Set current job as environment variable, and add util to get job type by kmontemayor2-sc · Pull Request #431 · Snapchat/GiGL

kmontemayor2-sc · 2026-01-09T23:20:55Z

Scope of work done

We do this so we can infer the job type downstream, e.g. for is_inference 1.

I thought about making this a CLI flag that we inject, similar to use_cuda 2. But I strongly feel that we should not be injecting CLI flags, and that the CLI flags should only be controled by users.

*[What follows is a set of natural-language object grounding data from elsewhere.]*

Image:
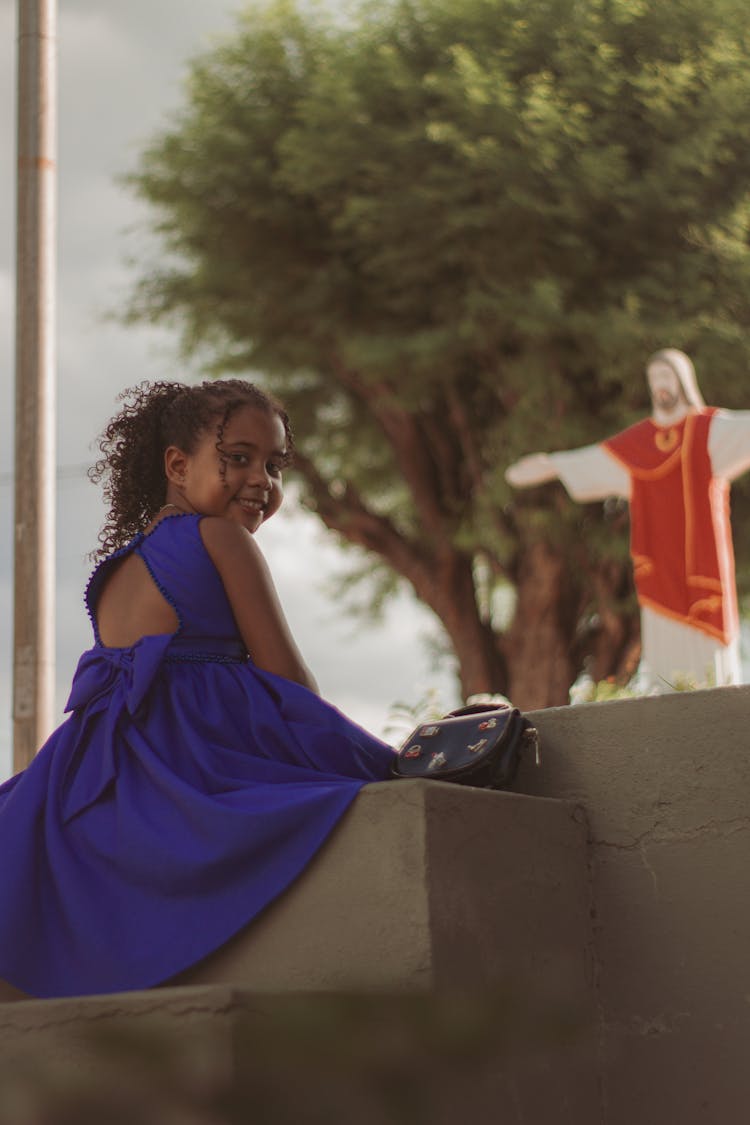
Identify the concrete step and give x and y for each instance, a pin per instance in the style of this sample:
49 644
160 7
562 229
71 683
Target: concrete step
425 885
224 1055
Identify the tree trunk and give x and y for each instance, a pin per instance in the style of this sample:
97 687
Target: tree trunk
452 596
538 646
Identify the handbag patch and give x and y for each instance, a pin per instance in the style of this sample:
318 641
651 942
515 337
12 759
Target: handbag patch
475 747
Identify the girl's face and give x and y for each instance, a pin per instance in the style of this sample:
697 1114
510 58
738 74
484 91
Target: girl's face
242 482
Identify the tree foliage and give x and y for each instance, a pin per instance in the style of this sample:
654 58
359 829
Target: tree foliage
450 232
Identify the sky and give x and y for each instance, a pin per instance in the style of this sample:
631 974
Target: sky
122 65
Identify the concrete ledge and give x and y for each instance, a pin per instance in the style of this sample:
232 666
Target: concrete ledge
666 785
425 885
223 1054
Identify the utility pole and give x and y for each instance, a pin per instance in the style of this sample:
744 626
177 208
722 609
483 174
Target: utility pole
34 523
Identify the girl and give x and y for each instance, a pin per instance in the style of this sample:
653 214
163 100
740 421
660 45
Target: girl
199 771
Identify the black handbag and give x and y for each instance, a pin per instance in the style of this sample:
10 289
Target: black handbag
477 745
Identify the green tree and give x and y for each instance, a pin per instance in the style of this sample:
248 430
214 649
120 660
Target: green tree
449 232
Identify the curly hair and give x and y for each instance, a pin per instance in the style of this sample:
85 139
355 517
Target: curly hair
154 416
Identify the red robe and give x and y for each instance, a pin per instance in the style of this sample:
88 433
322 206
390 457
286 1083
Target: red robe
680 537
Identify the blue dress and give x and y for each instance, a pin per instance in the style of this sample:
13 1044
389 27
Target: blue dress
184 792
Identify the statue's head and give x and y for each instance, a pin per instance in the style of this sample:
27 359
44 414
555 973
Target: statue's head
672 383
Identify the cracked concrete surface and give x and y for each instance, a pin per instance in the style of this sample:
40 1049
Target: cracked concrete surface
622 891
666 784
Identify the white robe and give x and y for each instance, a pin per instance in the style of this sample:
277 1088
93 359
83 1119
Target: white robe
670 650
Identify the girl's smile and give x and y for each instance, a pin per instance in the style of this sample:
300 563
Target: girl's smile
235 474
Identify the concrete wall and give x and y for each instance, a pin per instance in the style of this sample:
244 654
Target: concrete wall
666 785
597 920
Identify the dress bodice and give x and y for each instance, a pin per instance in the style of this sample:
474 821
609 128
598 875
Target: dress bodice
180 566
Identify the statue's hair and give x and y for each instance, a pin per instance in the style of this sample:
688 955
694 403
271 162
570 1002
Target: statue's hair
154 416
681 365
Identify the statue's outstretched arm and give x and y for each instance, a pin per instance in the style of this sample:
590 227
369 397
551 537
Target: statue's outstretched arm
533 469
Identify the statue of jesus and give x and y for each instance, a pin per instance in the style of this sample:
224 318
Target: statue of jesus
675 469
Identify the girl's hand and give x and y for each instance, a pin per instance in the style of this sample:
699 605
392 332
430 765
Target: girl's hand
254 601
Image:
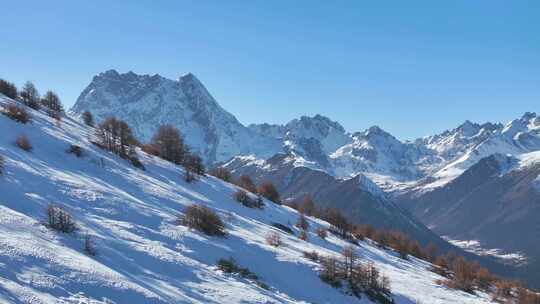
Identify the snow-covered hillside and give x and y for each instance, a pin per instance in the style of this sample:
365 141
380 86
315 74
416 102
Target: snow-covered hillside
317 142
143 255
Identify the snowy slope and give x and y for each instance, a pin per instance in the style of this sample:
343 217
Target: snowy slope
147 102
143 256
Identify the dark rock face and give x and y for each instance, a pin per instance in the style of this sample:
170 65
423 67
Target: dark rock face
497 206
145 102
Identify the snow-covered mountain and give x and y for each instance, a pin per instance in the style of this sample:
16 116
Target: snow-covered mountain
143 255
145 102
495 204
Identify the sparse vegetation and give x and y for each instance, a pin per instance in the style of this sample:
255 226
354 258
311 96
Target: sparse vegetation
89 245
24 143
247 183
283 228
150 149
269 191
88 118
59 219
203 219
322 233
52 103
194 164
245 199
303 235
359 277
116 136
274 239
9 89
222 173
230 266
307 206
340 224
75 150
170 144
302 222
17 113
312 255
2 163
30 96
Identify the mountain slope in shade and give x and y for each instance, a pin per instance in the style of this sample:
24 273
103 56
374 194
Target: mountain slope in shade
145 102
144 256
496 202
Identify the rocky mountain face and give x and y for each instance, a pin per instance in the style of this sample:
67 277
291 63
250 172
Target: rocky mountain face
145 102
495 202
452 181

If I'm a user, I expect there to be all sorts of stuff in the environment variables, but I'd expect the CLI flags to be mine, (and I don't thikn we should be using the ones we have anyways...)

We could still inject the CLI flag but I think it's going to cause more pain down the road, and its going to be unsafe to add to the colcateed (e.g. non-graphstore jobs).

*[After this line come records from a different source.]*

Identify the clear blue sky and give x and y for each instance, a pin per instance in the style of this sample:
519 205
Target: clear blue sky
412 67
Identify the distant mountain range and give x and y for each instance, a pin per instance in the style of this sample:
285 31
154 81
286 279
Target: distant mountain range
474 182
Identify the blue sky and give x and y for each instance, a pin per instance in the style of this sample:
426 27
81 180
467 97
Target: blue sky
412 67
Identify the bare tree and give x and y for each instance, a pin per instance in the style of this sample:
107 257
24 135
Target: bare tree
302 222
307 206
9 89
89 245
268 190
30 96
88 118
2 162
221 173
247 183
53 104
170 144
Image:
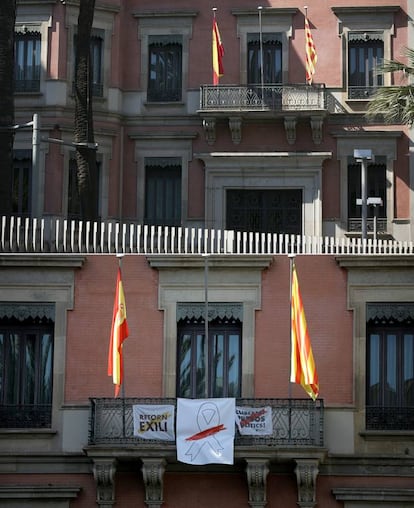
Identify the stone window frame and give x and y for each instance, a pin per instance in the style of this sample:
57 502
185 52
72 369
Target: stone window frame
260 171
365 19
273 20
52 281
153 23
231 279
382 144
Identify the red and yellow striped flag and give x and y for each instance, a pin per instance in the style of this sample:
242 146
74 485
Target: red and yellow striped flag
311 56
119 332
303 369
218 53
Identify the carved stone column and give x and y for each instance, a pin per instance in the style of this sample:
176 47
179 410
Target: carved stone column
257 470
104 474
153 475
306 473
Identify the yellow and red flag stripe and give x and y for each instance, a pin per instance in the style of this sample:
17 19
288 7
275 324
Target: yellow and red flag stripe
119 332
218 53
311 56
303 369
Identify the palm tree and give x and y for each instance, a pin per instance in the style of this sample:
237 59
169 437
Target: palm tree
396 103
84 133
7 21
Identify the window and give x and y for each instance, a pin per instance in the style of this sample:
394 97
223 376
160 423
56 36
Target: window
163 191
21 182
272 59
365 54
164 68
96 63
74 211
27 62
223 353
390 367
376 187
26 372
264 211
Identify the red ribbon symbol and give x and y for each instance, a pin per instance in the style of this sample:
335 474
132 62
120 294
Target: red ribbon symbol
208 421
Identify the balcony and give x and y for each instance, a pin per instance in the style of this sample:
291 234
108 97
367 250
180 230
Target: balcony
238 102
296 441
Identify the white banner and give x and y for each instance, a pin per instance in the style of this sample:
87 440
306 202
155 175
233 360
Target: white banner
254 420
205 431
154 422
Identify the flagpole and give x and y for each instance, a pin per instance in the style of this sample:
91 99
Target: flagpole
206 323
291 261
260 8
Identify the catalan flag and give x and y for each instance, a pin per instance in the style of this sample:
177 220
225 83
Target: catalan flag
218 53
311 56
119 332
303 369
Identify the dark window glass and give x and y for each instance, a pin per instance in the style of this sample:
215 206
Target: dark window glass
21 183
264 211
365 55
376 188
27 62
390 374
96 63
74 205
26 373
165 69
272 59
163 194
223 359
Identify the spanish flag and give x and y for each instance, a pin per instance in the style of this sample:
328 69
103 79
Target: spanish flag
119 332
218 53
311 56
303 370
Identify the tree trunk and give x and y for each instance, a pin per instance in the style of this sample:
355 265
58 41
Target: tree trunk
85 157
7 22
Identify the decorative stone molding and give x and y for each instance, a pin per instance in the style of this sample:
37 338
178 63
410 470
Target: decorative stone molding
209 125
104 474
257 471
153 475
290 128
306 473
235 124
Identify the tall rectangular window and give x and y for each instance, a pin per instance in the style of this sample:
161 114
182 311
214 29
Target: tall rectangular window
163 191
272 59
74 211
376 188
365 55
27 61
96 63
221 356
165 68
390 367
26 372
21 182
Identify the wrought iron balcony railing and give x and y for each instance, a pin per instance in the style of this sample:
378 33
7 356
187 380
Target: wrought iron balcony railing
296 422
267 97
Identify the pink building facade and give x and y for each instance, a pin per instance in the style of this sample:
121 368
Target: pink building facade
205 191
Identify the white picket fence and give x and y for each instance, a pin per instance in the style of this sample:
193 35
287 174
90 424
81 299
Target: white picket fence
26 235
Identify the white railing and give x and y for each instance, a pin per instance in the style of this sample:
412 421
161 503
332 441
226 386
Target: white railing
25 235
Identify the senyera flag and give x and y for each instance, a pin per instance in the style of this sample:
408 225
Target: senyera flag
303 369
119 332
218 53
311 56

Another note: I think we should use the "job type" vs is_inference as we may have other "job" types in the future (e.g. some GLT preprocessor step to compute PEs or similar.

Where is the documentation for this feature?: N/A

Did you add automated tests or write a test plan?

Updated Changelog.md? NO

Ready for code review?: NO

kmontemayor2-sc · 2026-01-09T23:21:28Z

/unit_test_py

kmontemayor2-sc · 2026-01-09T23:21:33Z

/integration_test

kmontemayor2-sc · 2026-01-09T23:21:39Z

/e2e_test

github-actions · 2026-01-09T23:21:40Z

GiGL Automation

@ 23:21:40UTC : 🔄 Python Unit Test started.

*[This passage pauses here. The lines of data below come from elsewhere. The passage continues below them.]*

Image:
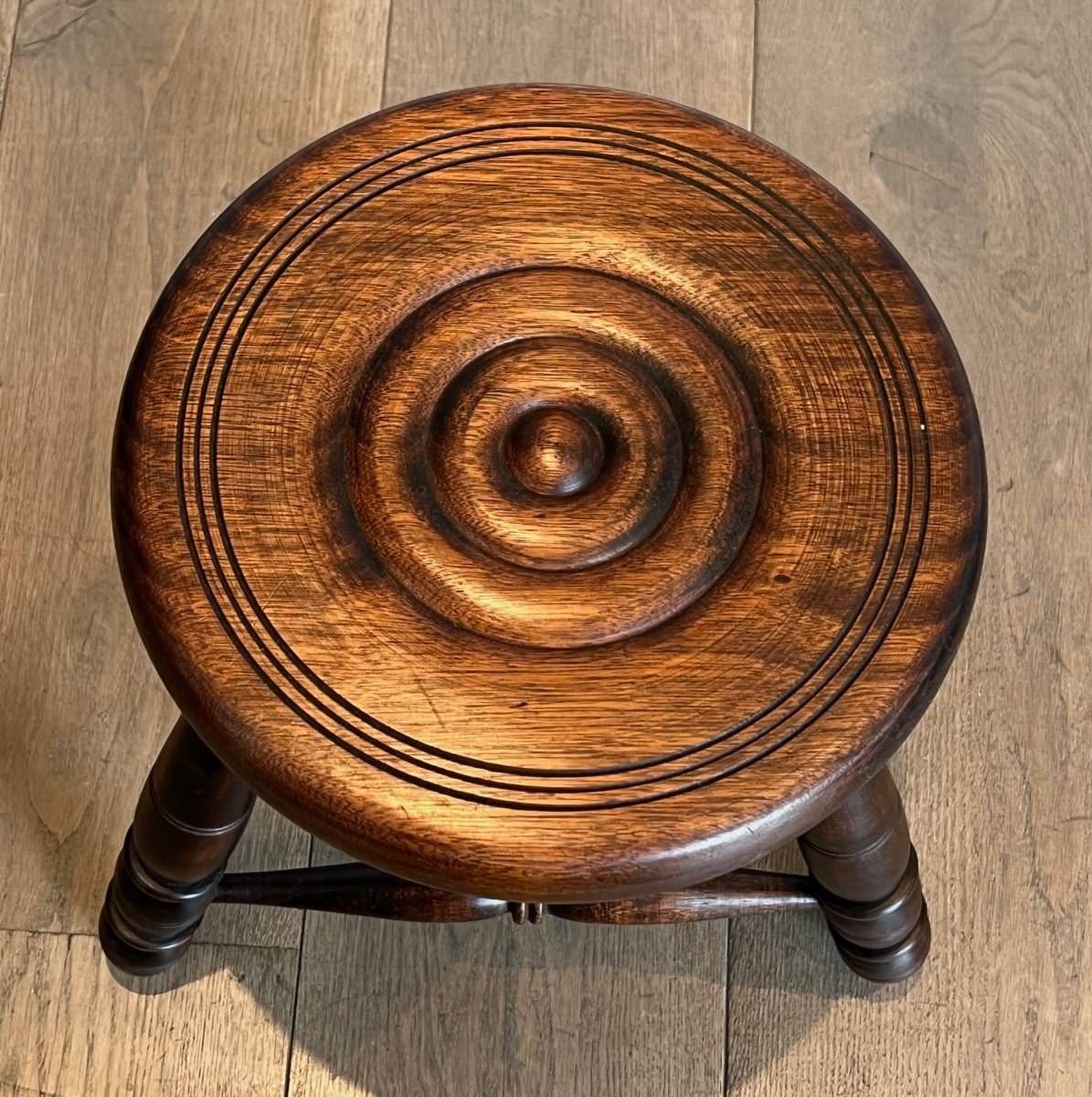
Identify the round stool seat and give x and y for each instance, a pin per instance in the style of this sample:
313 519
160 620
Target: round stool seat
548 493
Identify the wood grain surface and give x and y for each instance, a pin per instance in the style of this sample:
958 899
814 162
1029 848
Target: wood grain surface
444 672
961 130
965 133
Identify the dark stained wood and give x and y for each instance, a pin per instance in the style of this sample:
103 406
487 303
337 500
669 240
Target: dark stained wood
866 869
740 892
357 889
191 815
548 494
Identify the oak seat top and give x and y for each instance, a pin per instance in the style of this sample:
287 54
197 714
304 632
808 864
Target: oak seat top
548 493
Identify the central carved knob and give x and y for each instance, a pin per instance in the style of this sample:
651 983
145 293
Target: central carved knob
554 451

@ 24:36:24UTC : ✅ Workflow completed successfully.

github-actions · 2026-01-09T23:21:46Z

GiGL Automation

@ 23:21:45UTC : 🔄 Integration Test started.

@ 24:30:51UTC : ✅ Workflow completed successfully.

github-actions · 2026-01-09T23:21:50Z

GiGL Automation

@ 23:21:49UTC : 🔄 E2E Test started.

@ 24:36:14UTC : ✅ Workflow completed successfully.

svij-sc

I am not a fan of introducing env vars as it may limit flexibility to move to other backends for train/infer. Specifically we want to support K8s training/inference sometime later this year.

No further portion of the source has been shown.